Не раздумывая больше, Марина одевается и идет к Антону. Она поднимается на лифте, останавливается у двери, нажимает кнопку звонка и, прислушиваясь к шагам за дверью, ждет, кто ей откроет.
Открыла Нина Павловна и в изумлении попятилась.
– Марина?
– Антон дома? – с той же нисколько не остывшей, горячей решительностью спрашивает Марина.
– Антон?.. – как бы не понимая, повторяет Нина Павловна. И вдруг, спохватившись, радостно и торопливо говорит: – Дома! Дома!.. Антон! – кричит она. – Смотри, кто пришел! Да вы заходите, заходите!
Марина идет в комнату и видит перед собой Антона. Он стоит у стола и напряженно смотрит на нее. Он конечно, понял, что пришла она, и ждет. Марина тоже на секунду останавливается в дверях. Антон! И тот и не тот. И выше как будто еще, но шире – шире в плечах! И лицо: тверже, определенней, взрослей. Не мальчик! А главное: усы! Они только пробиваются, но уже явной тенью легли на верхнюю губу и кажутся чужими: тот Антон был без усов. И глаза… В них радость и изумление. Пожалуй, это такое же изумление, как у Нины Павловны… Нет! Другое! Но ничего «волчьего» нет, хотя он не делает навстречу ни одного шага.
– Здравствуй, Антон! – с трудом произносит Марина.
– Здравствуй! – Он крепко жмет протянутую ему руку.
– А я сейчас чайник поставлю, чай будем пить, – говорит Нина Павловна и уходит на кухню, плотно затворяя за собой дверь.
– Ты на меня сердишься, Антон? – спрашивает Марина и, не дождавшись ответа, добавляет: – Ты можешь сердиться. Ты имеешь на это право.
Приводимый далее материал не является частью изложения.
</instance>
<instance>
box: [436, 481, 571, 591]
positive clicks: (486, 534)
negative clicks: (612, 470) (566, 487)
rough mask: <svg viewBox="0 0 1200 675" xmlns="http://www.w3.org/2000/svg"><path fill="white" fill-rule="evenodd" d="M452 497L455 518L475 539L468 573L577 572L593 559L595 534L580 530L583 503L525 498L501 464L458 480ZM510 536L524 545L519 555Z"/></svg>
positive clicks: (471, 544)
– Право? Какое я имею право? И вообще…
– Не надо «вообще», но я… Я должна была…
– Что ты должна? Ничего ты мне не должна.
На смену первому изумлению, сквозь которое так явственно проступала радость, пришло вдруг что-то встревожившее Марину. Антон даже не предложил ей сесть, и они так и стояли друг перед другом.
– Но ведь ты же обиделся на меня. Зачем скрывать? Обиделся!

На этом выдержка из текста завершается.